I carabinieri del Ros hanno eseguito una serie di perquisizioni nell'abitazione e in altri immobili riconducibili a Francesco Burrafato, 85 anni, ex primario dell'ospedale di Castelvetrano e da tempo in pensione.
Il medico è indagato con l'accusa di favoreggiamento aggravato dall'aver agevolato Cosa nostra.
Le attività investigative sono coordinate dalla Procura di Palermo, guidata dal procuratore Maurizio de Lucia, con i sostituti Gianluca De Leo e Piero Padova.
L'inchiesta si inserisce nel filone investigativo che punta a ricostruire la rete di persone che avrebbe contribuito a sostenere la lunga irreperibilità del boss di Castelvetrano.

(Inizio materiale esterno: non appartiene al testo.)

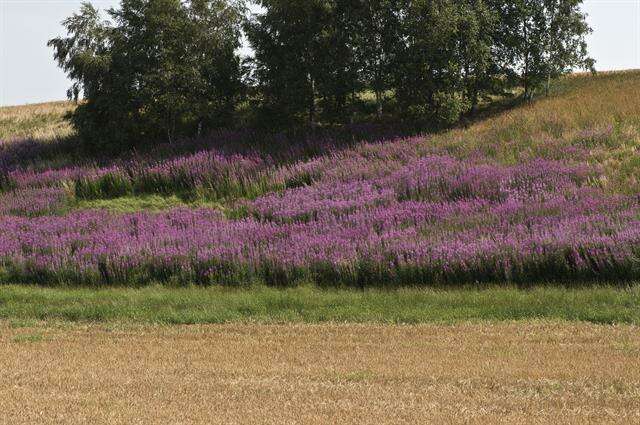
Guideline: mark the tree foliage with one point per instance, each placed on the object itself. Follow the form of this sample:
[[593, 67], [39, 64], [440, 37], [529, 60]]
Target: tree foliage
[[170, 68], [157, 69]]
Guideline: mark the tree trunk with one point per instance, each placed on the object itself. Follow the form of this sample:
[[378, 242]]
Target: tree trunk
[[379, 103], [312, 102]]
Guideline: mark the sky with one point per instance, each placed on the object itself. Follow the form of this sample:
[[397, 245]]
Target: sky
[[28, 73]]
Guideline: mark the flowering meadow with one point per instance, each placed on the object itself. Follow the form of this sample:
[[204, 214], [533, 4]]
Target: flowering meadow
[[387, 213]]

Secondo gli investigatori, Burrafato sarebbe la persona indicata da Messina Denaro con il soprannome di "Parmigiano" in alcuni dei pizzini rinvenuti nel covo del capomafia dopo il suo arresto.
In uno dei messaggi manoscritti, indirizzato alla sorella Rosalia ma mai recapitato, Matteo Messina Denaro forniva precise indicazioni per richiedere un prestito di 40 mila euro.
Il boss spiegava che la somma avrebbe dovuto essere consegnata in più tranche da 5 mila euro attraverso una persona indicata con il soprannome di "Fragolina", assicurando che l'intero importo sarebbe stato restituito entro pochi mesi.
Gli ulteriori sviluppi investigativi sono finalizzati a chiarire il ruolo dell'ex primario e a verificare eventuali collegamenti con il sistema di protezione che avrebbe consentito al capomafia di restare latitante per decenni.